最近の出生数低下はコロナ禍による婚姻数減少の影響もあるとされるが、それ以前に加速は始まった。人口問題に詳しい日本総研の藤波匠氏は「2015年までは非婚化が進む一方で、結婚した人は子を産むことが多かった。2016年以降は結婚した人も子を産まなくなってきている」と分析する。
大学無償化など高等教育の負担軽減を
藤波氏によると、2020年の既婚女性の出生率を表す「有配偶出生率」は2015年と比べ、35~39歳は横ばいだったが、34歳以下の世代は軒並み低下。特に20~29歳は顕著だった。
浮かび上がるのは、今の生活や将来に不安を感じ、子どもを持つことをためらう若い夫婦が増えている実態。藤波氏は「女性は賃金の低い非正規雇用が多く、男性も賃金が下がっている。女性は働くことも家事や子育ても求められてきたが、頑張りも限界を超え『子どもを育てながら生活するのは自分には無理』『3人ほしかったけど1人だよね』と悲観的になっている」と指摘する。
根本的な打開策は経済成長と賃金上昇としつつ、大学無償化や返済の必要がない奨学金の拡充など、高等教育の負担軽減の重要性に言及。「賃金が上がらない中で、子ども3人を大学に行かせるのは不可能という感じになっている。
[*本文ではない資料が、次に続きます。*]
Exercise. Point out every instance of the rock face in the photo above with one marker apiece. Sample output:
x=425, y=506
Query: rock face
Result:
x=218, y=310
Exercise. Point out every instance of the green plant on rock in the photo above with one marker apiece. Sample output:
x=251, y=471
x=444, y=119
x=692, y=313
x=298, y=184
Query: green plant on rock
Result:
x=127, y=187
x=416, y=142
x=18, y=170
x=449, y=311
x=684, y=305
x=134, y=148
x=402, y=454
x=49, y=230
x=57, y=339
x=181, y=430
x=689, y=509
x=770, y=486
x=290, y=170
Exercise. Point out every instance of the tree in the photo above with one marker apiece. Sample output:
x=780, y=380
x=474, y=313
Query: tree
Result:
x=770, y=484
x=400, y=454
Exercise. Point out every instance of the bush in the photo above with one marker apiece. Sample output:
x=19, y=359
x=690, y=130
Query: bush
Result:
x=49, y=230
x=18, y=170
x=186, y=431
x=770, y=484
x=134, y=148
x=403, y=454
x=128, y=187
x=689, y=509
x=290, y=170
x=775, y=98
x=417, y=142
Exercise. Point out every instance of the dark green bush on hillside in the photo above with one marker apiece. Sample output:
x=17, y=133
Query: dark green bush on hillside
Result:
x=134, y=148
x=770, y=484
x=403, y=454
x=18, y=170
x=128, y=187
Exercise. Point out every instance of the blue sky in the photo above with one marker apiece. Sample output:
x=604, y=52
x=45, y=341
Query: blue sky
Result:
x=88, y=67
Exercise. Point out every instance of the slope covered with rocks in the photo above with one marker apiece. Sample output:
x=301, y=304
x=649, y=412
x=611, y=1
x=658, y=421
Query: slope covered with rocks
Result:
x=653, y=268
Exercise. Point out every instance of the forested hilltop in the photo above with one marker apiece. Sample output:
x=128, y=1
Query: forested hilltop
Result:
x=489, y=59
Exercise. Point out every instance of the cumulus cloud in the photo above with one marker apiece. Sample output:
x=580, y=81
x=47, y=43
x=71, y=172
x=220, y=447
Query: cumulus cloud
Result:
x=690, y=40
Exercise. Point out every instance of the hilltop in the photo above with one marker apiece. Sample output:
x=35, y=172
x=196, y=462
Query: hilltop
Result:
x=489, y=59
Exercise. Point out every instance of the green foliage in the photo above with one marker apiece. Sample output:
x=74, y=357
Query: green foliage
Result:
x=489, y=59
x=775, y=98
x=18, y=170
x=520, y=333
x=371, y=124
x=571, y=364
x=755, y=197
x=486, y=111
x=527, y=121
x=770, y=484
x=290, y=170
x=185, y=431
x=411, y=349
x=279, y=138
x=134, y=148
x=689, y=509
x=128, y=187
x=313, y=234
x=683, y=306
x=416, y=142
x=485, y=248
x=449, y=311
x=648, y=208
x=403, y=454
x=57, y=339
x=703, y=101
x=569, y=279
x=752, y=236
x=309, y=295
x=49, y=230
こんな社会をつくったのは政治の貧困だ」と強調する。
「異次元」…30年前から進歩がない
元厚生官僚の大泉博子氏も教育費の負担軽減を求める。1989年に合計特殊出生率が過去最低になり「1.57ショック」と呼ばれた事態を受け、政府が1994年に初の少子化対策としてまとめたのが「エンゼルプラン」。大泉氏は課長として作成に携わり「ほとんどが保育について書かれていて、人口政策ではなく児童政策に矮小化された」と問題があったと振り返る。
岸田文雄首相が「異次元の少子化対策」で掲げた保育サービス拡充などの3本柱は、30年前のプランと同じ発想だと批判。「全く進歩していない。(政府などの)調査では、教育費がかかるから産めない、1人にとどめるとの答えが最も多い。教育費ゼロの方が効果が大きい」と主張する。
専門家や与野党の議員は、出産期を迎える女性が減っていくため「今後10年が少子化にブレーキをかけるラストチャンス」と口をそろえる。首相は28日、80万人割れを踏まえて官邸で記者団に「危機的な状況だ。今の時代に求められる子ども・子育て政策を具体化し、進めていく」と強調したが、政府が3月末をめどにまとめる対策のたたき台が試金石になる。